Pengetahuan dan kebenaran
Pengetahuan
Kita
dapat menikmati berbagai fakta dan peristiwa sepanjang waktu dan sejarah hidup
kita. Kita dapat mengetahui bebagai realitas itu melalui bermacam-macam
pengalaman yang kita lalui dalam hidup kita. Apakah pengetahuan itu sendiri
terbentuk dalam dirinya dan terbatas oleh apa yang dapat disentuh oleh
pancaindra kita? Apakah pancaindra kita dapat menyentuh realitas itu
sesunggunhnya? Ataukah kita hanya dapat meraih fenomena-fenomenanya saja?
Ataukah mungkinkah kita hanya menangkap gambarannya saja? Ataukah kita punya
instrumen yang kukuh untuk memampukan kita menemukan pengetahuan yang benar itu
sesunggunhnya? apakah pengetahuan itu sesungguhnya? Apakah ada sumber
pengetahuan dari subjek atau dari objek. Pernyataan-pernyataan inilah yang
kemudian memunculkan teori-teori pengetahuan.
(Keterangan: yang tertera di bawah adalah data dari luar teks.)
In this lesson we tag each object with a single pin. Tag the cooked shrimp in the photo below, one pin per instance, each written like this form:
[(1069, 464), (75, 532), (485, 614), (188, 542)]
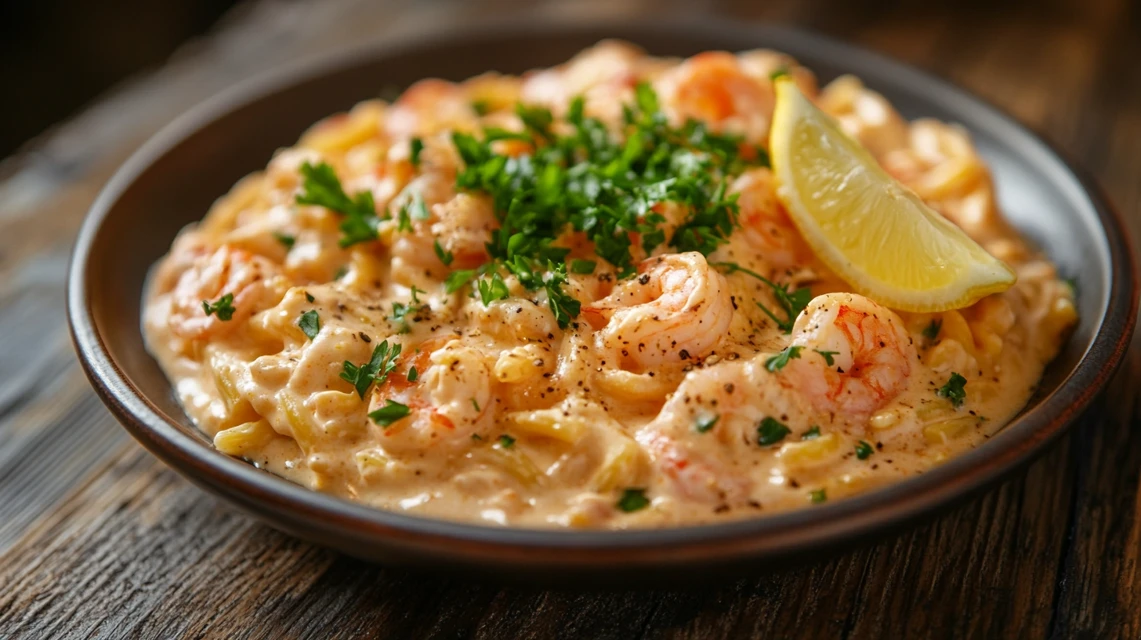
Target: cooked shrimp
[(870, 348), (448, 400), (765, 223), (678, 308), (713, 88), (209, 277)]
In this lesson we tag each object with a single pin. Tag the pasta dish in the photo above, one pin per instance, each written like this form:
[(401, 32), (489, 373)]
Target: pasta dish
[(621, 292)]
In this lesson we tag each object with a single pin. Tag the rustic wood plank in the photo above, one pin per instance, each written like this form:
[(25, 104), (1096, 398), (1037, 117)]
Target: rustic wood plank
[(104, 542)]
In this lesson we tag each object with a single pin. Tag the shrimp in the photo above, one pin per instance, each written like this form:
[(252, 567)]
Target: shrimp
[(448, 400), (678, 308), (871, 355), (251, 280), (765, 223), (713, 88), (729, 398)]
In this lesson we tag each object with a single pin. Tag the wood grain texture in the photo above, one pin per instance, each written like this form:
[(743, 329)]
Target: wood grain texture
[(98, 540)]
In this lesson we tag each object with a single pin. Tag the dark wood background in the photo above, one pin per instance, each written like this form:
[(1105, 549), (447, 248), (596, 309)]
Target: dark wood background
[(97, 539)]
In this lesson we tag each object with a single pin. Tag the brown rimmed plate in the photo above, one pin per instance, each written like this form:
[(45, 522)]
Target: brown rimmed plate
[(174, 178)]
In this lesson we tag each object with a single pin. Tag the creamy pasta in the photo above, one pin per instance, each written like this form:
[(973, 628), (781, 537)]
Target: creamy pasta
[(573, 299)]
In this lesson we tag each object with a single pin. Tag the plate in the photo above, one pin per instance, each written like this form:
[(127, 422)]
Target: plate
[(175, 177)]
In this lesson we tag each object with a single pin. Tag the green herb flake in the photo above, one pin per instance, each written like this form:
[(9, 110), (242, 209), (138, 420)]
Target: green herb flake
[(632, 500), (309, 323), (377, 370), (827, 356), (415, 146), (778, 362), (954, 390), (770, 431), (445, 257), (286, 240), (931, 331), (791, 302), (583, 267), (224, 307), (389, 413), (705, 422), (321, 187)]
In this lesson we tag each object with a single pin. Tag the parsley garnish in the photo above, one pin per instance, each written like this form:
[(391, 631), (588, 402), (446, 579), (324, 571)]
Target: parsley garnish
[(224, 308), (792, 302), (377, 370), (322, 187), (931, 331), (778, 362), (389, 413), (309, 323), (445, 257), (633, 500), (591, 181), (286, 240), (415, 146), (705, 422), (770, 431), (827, 356), (954, 390)]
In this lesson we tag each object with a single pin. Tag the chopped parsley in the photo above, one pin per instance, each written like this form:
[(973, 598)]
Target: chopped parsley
[(389, 413), (321, 187), (791, 302), (705, 422), (770, 431), (954, 390), (633, 500), (415, 146), (377, 370), (286, 240), (778, 362), (224, 307), (931, 331), (600, 185), (445, 257), (827, 356), (309, 323)]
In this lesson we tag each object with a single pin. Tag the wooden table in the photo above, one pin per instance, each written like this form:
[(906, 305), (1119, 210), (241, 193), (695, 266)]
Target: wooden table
[(97, 539)]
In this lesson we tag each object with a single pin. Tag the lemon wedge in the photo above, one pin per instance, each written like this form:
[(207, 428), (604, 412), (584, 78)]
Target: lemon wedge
[(873, 232)]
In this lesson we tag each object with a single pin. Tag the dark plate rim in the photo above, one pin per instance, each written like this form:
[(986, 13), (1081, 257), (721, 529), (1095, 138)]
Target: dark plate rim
[(783, 533)]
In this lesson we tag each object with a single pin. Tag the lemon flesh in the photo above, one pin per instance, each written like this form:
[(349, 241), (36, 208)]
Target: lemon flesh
[(873, 232)]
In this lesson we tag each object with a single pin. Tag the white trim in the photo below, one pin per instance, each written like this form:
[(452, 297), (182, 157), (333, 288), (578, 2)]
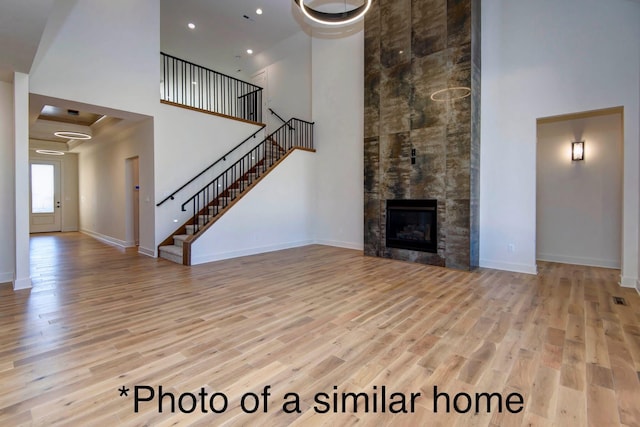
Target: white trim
[(335, 243), (24, 283), (109, 240), (509, 266), (245, 252), (591, 262), (147, 252), (6, 277), (628, 282)]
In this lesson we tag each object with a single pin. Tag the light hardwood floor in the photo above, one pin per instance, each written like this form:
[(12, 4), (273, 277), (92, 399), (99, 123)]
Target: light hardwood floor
[(307, 321)]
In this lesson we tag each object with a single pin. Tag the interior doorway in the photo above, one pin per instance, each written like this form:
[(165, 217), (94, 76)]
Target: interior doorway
[(579, 200), (45, 209), (132, 205)]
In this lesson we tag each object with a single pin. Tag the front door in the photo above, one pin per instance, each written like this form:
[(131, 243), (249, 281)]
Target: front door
[(44, 198)]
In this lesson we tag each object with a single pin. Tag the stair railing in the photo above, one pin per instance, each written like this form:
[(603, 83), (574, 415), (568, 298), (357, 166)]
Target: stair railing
[(211, 166), (189, 84), (281, 119), (219, 193)]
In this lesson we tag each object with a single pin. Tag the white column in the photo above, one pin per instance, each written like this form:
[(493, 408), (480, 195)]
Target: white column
[(22, 278)]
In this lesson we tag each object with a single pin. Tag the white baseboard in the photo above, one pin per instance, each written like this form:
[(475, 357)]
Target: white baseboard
[(591, 262), (628, 282), (148, 252), (201, 259), (6, 277), (335, 243), (108, 239), (509, 266), (23, 283)]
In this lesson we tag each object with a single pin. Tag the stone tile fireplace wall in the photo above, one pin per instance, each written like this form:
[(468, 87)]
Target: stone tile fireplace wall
[(414, 48)]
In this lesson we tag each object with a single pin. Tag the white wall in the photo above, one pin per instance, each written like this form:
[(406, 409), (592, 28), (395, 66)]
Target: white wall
[(22, 274), (338, 111), (69, 186), (276, 214), (7, 205), (288, 69), (186, 142), (579, 203), (103, 192), (542, 59), (105, 53)]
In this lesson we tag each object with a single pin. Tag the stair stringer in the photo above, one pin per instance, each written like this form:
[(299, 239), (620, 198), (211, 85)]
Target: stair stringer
[(198, 249)]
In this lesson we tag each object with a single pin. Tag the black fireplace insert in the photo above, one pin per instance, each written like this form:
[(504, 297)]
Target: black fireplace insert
[(412, 224)]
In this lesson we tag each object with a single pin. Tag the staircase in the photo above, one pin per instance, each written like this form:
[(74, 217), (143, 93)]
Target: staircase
[(218, 196)]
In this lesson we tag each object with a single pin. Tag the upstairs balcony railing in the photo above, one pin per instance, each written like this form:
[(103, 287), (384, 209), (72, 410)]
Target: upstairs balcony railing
[(192, 85)]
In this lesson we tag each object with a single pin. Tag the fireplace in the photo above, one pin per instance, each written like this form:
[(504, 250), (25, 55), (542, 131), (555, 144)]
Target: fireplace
[(413, 225)]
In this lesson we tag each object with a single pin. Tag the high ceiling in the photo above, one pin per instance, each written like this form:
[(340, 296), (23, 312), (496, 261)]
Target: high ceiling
[(22, 23), (225, 29)]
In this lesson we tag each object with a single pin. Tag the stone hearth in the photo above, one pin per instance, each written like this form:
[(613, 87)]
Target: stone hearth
[(415, 147)]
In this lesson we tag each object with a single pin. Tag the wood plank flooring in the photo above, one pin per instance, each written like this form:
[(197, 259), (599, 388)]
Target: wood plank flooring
[(309, 321)]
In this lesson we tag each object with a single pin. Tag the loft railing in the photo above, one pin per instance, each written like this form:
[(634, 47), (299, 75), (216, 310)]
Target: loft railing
[(217, 195), (189, 84), (279, 117), (211, 166)]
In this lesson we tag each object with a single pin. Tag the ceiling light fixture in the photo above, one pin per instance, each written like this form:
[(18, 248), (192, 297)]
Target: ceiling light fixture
[(334, 18), (451, 93), (50, 152), (72, 135)]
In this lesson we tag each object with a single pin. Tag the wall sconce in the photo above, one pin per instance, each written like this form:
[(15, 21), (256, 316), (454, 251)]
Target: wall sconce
[(577, 150)]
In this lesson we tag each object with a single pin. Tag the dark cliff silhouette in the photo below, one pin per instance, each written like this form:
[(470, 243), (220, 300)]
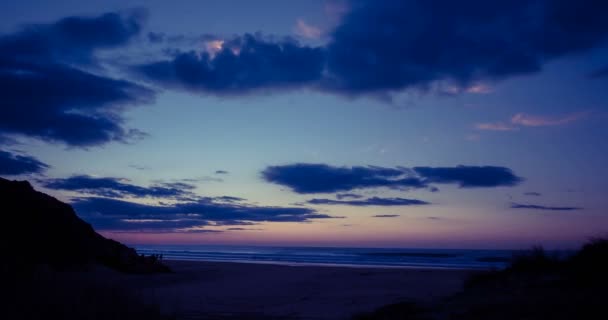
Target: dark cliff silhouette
[(41, 230)]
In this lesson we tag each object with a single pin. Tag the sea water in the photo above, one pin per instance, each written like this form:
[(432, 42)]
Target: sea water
[(324, 256)]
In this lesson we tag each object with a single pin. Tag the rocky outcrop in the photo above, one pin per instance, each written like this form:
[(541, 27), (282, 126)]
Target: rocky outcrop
[(39, 229)]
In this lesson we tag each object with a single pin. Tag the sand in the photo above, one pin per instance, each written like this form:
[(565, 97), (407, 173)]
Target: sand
[(203, 290)]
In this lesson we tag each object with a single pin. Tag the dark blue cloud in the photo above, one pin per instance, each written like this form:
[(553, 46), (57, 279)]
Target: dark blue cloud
[(600, 73), (393, 45), (374, 201), (539, 207), (387, 46), (118, 188), (341, 196), (244, 64), (47, 94), (321, 178), (72, 39), (113, 214), (15, 164), (469, 176)]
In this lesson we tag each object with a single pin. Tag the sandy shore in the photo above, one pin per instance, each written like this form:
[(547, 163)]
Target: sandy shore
[(207, 290)]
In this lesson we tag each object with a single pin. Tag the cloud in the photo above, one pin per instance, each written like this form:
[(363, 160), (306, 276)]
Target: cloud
[(542, 121), (395, 45), (470, 176), (525, 120), (374, 201), (16, 164), (321, 178), (237, 66), (380, 47), (48, 90), (118, 188), (114, 214), (539, 207), (341, 196), (386, 216), (495, 126), (600, 73), (306, 30)]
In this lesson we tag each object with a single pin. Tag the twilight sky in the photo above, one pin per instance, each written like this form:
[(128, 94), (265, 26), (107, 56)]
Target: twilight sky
[(469, 124)]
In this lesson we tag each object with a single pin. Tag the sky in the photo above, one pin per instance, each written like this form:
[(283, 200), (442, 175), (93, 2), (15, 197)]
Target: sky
[(421, 124)]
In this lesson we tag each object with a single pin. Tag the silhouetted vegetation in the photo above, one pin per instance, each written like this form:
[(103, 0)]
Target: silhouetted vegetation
[(51, 261), (44, 293), (50, 233), (536, 285)]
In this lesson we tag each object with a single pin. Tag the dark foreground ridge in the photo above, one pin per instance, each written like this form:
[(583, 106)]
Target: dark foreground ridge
[(536, 285), (41, 230)]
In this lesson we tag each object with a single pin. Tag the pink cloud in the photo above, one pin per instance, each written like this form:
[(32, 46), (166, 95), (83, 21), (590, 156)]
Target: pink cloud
[(542, 121), (306, 30), (495, 126)]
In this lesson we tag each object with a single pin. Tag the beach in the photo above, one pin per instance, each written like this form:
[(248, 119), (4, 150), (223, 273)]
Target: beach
[(208, 290)]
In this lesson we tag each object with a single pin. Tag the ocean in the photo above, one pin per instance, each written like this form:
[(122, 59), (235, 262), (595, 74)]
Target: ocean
[(324, 256)]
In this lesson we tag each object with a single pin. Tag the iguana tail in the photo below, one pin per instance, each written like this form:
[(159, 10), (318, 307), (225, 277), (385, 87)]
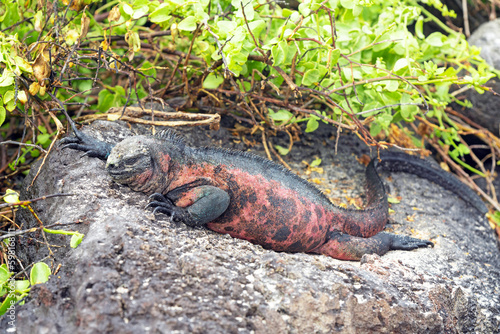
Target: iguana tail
[(401, 162)]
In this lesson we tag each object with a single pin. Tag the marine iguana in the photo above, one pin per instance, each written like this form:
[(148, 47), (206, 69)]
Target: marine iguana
[(251, 198)]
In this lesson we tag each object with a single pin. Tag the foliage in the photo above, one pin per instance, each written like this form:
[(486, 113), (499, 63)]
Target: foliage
[(13, 291)]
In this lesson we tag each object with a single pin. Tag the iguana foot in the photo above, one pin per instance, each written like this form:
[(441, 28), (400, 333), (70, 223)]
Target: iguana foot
[(161, 204), (82, 142), (346, 247), (402, 242)]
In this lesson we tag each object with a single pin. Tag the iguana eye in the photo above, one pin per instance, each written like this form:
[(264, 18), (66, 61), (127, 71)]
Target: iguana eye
[(131, 161)]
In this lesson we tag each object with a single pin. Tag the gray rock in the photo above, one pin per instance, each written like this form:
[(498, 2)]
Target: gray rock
[(486, 110), (136, 274), (487, 37)]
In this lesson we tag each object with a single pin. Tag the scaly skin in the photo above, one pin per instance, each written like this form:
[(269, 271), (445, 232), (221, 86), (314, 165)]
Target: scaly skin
[(249, 197)]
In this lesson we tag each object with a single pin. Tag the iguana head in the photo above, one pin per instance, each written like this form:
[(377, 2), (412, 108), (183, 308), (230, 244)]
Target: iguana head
[(144, 162), (129, 159), (134, 162)]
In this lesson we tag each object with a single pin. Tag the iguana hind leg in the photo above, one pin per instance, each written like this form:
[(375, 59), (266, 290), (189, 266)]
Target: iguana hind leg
[(346, 247), (195, 207)]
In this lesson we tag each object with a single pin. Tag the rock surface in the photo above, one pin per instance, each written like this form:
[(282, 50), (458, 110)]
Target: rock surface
[(136, 274), (487, 37)]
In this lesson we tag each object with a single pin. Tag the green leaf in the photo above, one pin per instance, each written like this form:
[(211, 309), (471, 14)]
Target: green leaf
[(8, 302), (335, 55), (188, 24), (4, 274), (400, 64), (279, 53), (40, 273), (227, 26), (419, 27), (312, 124), (105, 100), (127, 9), (213, 81), (11, 196), (256, 27), (3, 114), (310, 77), (391, 85), (161, 14), (76, 239), (435, 39), (9, 96), (22, 285), (280, 115)]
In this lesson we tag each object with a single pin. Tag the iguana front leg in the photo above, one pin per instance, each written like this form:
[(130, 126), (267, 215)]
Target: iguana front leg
[(82, 142), (195, 207)]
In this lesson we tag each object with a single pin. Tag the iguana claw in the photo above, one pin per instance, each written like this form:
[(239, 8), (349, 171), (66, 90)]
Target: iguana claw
[(161, 204), (82, 142)]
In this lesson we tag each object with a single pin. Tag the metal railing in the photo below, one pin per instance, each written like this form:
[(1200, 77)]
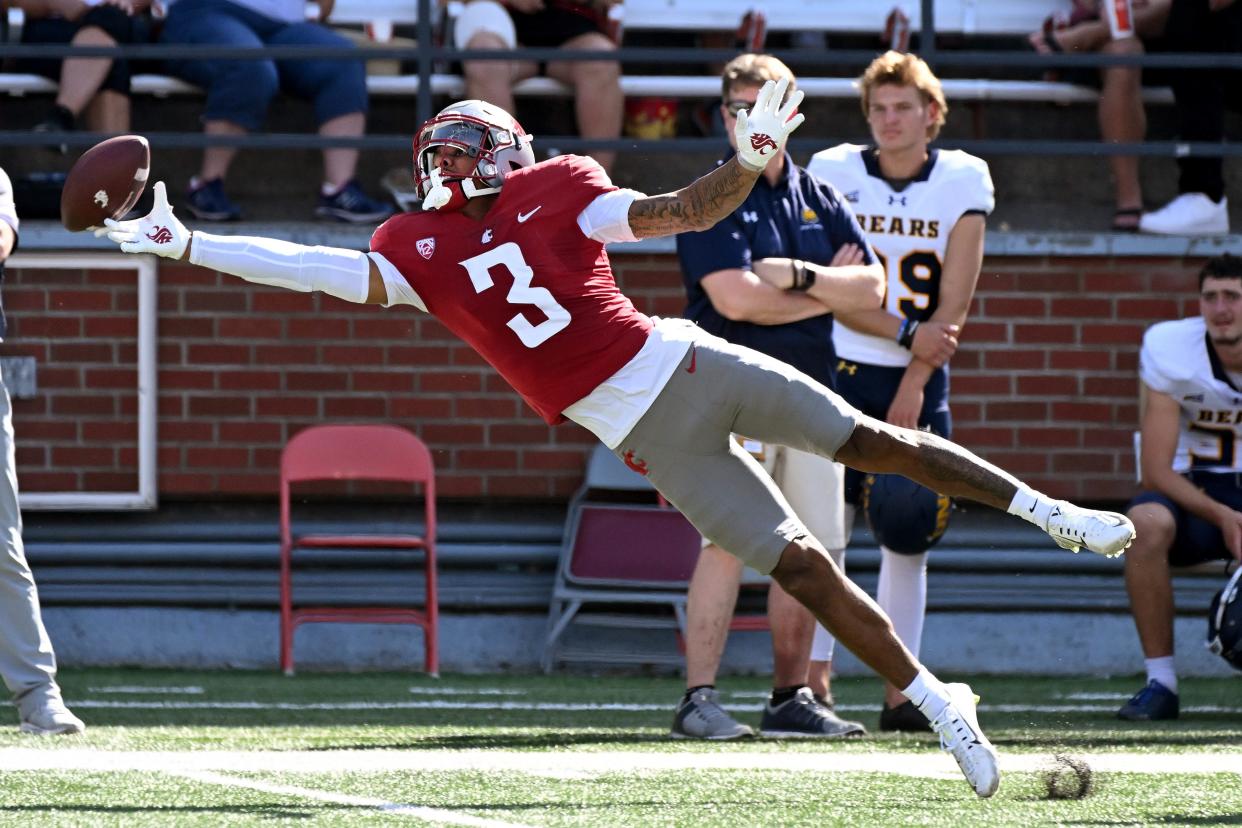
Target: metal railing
[(426, 58)]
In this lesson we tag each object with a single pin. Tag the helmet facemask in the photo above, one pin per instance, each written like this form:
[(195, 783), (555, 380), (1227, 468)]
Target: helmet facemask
[(471, 127)]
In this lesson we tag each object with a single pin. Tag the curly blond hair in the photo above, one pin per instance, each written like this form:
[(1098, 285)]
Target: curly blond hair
[(906, 70)]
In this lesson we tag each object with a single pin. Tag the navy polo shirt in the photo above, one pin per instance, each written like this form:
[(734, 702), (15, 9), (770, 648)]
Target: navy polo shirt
[(801, 217)]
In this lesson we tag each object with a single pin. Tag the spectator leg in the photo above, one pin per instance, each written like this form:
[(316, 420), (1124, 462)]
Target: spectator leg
[(81, 77), (1148, 580), (709, 605), (1199, 93), (217, 159), (598, 98), (338, 90), (239, 92), (1123, 119), (493, 81), (791, 628), (340, 163), (108, 112)]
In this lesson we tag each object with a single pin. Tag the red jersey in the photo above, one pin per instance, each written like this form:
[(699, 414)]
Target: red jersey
[(524, 287)]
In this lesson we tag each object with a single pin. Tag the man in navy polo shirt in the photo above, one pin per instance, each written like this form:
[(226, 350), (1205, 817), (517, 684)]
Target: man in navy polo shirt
[(799, 226)]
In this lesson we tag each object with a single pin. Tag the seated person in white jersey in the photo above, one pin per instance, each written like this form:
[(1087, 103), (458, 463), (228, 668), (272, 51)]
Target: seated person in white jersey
[(509, 255), (1190, 509), (923, 211)]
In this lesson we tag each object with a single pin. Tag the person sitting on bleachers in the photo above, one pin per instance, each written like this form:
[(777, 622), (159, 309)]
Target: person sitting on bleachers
[(239, 93), (1190, 510), (544, 24), (1122, 117), (97, 87)]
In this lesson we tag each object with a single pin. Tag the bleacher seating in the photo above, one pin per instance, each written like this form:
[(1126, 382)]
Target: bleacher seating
[(951, 16)]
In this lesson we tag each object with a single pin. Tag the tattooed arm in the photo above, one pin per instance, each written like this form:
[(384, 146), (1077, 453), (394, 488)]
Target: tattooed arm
[(696, 206), (760, 134)]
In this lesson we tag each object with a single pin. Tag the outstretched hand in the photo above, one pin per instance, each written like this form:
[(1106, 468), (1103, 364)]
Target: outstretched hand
[(763, 130), (157, 232)]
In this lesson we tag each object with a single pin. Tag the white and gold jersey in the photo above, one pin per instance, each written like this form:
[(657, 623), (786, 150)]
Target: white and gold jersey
[(1178, 360), (908, 225)]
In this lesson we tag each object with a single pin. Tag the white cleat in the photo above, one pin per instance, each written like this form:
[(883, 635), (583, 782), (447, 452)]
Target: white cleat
[(1104, 533), (958, 726)]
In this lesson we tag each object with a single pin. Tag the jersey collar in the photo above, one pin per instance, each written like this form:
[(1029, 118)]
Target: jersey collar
[(871, 160), (1217, 366)]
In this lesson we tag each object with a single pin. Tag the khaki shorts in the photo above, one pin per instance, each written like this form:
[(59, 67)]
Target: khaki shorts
[(686, 447)]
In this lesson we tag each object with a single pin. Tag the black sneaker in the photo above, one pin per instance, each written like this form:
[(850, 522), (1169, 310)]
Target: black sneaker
[(208, 201), (904, 718), (1153, 703), (805, 718), (350, 204)]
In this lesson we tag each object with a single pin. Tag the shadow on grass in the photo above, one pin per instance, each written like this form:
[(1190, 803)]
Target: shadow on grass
[(509, 741)]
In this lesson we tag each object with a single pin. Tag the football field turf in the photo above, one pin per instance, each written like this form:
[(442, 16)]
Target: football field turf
[(168, 747)]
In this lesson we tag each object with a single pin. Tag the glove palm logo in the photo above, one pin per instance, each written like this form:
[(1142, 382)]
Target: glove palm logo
[(160, 235), (759, 142)]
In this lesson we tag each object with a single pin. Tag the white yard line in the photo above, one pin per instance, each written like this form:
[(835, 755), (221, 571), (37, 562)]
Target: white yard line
[(559, 706), (914, 762), (153, 690), (424, 690), (419, 812)]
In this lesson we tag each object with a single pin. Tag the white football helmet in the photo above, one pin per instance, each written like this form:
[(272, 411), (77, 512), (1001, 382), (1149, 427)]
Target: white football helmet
[(483, 132)]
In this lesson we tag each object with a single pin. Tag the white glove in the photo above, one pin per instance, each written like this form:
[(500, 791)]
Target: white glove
[(157, 232), (761, 132)]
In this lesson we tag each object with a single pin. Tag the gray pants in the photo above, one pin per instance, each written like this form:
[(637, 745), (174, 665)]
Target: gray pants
[(683, 445), (27, 664)]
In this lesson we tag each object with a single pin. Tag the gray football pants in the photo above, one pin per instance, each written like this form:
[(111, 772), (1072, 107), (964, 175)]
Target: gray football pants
[(683, 443), (26, 658)]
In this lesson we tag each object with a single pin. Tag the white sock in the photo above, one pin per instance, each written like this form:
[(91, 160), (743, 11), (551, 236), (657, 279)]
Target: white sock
[(1161, 670), (928, 694), (903, 595), (824, 644), (1031, 505)]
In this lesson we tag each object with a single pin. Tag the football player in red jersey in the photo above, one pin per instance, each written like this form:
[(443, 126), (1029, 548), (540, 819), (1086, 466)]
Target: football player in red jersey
[(509, 255)]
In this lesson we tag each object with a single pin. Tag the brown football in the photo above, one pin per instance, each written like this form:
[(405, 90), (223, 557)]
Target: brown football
[(106, 181)]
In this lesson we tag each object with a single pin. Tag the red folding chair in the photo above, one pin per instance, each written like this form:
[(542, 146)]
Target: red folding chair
[(617, 556), (358, 453)]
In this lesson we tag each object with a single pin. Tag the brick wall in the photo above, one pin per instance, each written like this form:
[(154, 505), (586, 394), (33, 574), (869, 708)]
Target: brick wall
[(1045, 382)]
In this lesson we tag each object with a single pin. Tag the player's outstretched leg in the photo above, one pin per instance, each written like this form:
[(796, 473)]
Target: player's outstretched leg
[(948, 468), (958, 726), (810, 575)]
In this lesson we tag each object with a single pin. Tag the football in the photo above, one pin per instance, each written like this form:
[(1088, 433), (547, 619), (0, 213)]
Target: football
[(104, 183)]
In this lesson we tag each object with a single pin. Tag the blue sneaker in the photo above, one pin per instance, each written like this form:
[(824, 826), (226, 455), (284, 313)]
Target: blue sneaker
[(1153, 703), (208, 201), (350, 204)]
Dalam sejarah pemikiran filsafat,
teori pengetahuan ini termasuk salah satu cabang filsafat yang di dalamnya
dibicarakan masalah yang berkenaan dengan hakikat, sumber, cara, dan prosedur memperolehnya
ataupun yang menyangkut nilai pengetahuan itu sendiri.
Dalam sejarah perkembangan filsafat,
Socrates, Plato, dan Aristoteles sebagai tokoh tertua dalam
perjalanan filsafat sebenarnya telah banyak mempersoalkan masalah pengetahuan
ini, namun problem ini baru masuk dalam sistem tradisi barat melalui teori
kritisisme yang dikemukakan oleh Immanuel
Kant.
John
Locke ( 1632-1704 M ) seorang filsuf Inggris, menyebutkan bahwa pengetahuan
adalah bukti nyata realitas manusia dalam mengisi kehidupannya, dan karenanya
mestilah pula mendapat tempaty teratas dalam keseluruhan problematika dunia
filsafat. Pada abad 17-19 M, banyak filsuf yang mencurahkan perhatiannya pada
bidang teori pengetahuan ini, terutama Berkeley,
David Hume, dan Auguste Comte yang mengikuti langkah John Locke.
Pengetahuan pada hakikatnya akan
selalu bersifat relasional, yaitu adanya hubungan interdependensi antara subjek
dan objek. Dengan mengetahui, subjek akan menjadi manunggal dengan objek.
Kemanungalannya bukanlah dalam bentuk ekstrinsik di mana ada jarak yang
membatasi hubungan keduanya. Hubungannya sungguh-sungguh mendalam, sifatnya
intrinsik dimana hubungannya tidak sekadar pertemuan antar subjek dan objek,
tetapi benar-benar menyatu dalam suatu kesatuan yang tidak terlepaskan.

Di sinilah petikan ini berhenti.